You say you know of love.
You heard there was a man who kept a vow
which cost him songs and woman flesh: you sneered,
and sneer replaced your syntax. Faithfulness
you smeared and so killed story, so you cannot not
betray, and be betrayed. You riddle Raphael,
demand of Gabriel his password, and the blessed
Michael you sequester for his shots. You animate
and warm by devil arts, demanding angel proofs
from pronoun parts contorted in a double helix.
You say you know of love.
You nominate yourselves the chefs of love
with tongues forever virgin of the delicates
of love, unable to obtain old age of love.
So smug, and stupid, and smug regarding stupid,
sitting while befouling hind and feet
in excrement, so proud to sit and trowel
it round to front, then back, for it is warm.

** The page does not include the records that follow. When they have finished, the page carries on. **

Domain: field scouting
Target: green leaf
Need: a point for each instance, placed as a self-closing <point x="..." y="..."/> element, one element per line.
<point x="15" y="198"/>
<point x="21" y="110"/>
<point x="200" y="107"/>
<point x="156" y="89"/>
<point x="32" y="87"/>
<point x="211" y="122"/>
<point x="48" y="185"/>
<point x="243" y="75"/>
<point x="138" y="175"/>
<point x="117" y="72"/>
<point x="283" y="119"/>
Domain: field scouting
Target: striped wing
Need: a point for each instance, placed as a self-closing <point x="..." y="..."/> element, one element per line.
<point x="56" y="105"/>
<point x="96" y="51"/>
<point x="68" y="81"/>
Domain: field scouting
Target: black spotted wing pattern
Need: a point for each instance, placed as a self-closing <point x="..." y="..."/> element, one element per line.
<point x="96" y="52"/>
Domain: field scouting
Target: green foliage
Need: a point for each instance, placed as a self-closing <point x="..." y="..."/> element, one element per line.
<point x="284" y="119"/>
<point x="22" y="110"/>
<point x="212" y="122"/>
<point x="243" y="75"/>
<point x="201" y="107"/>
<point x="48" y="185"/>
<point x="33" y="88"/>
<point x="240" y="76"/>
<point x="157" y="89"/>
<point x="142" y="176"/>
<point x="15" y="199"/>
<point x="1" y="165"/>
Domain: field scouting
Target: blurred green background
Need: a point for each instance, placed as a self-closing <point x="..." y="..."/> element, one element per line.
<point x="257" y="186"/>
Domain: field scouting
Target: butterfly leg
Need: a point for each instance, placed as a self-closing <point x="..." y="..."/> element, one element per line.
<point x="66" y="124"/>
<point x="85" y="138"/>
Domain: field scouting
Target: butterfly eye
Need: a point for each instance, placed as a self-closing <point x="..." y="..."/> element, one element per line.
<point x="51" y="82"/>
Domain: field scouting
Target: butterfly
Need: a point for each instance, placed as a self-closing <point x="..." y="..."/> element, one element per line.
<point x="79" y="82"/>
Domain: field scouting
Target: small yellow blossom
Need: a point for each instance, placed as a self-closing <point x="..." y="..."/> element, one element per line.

Adjust, again, the angle of your friction
and engorge, and say you know of love.
I say I know of love
but only pose a naked contradiction
for sublimity can only be reported,
never proved. I say love flares in stories
framed by rituals and vows, an agon held
as precious for a lifetime, paths where righteous
souls all trip but rise their seven times per day
to say “I do.” And this, Oh this
is plot and character, the grail, the rose, the wind
that spins the sun and all the summer stars.
I say I know a love you do not know:
in sickness and in health,
both warm and cold,
in hunger and in wealth,
nubile, and old:
“I do.”
When you lost this you lost it all.
Down, your house is down. How great the fall.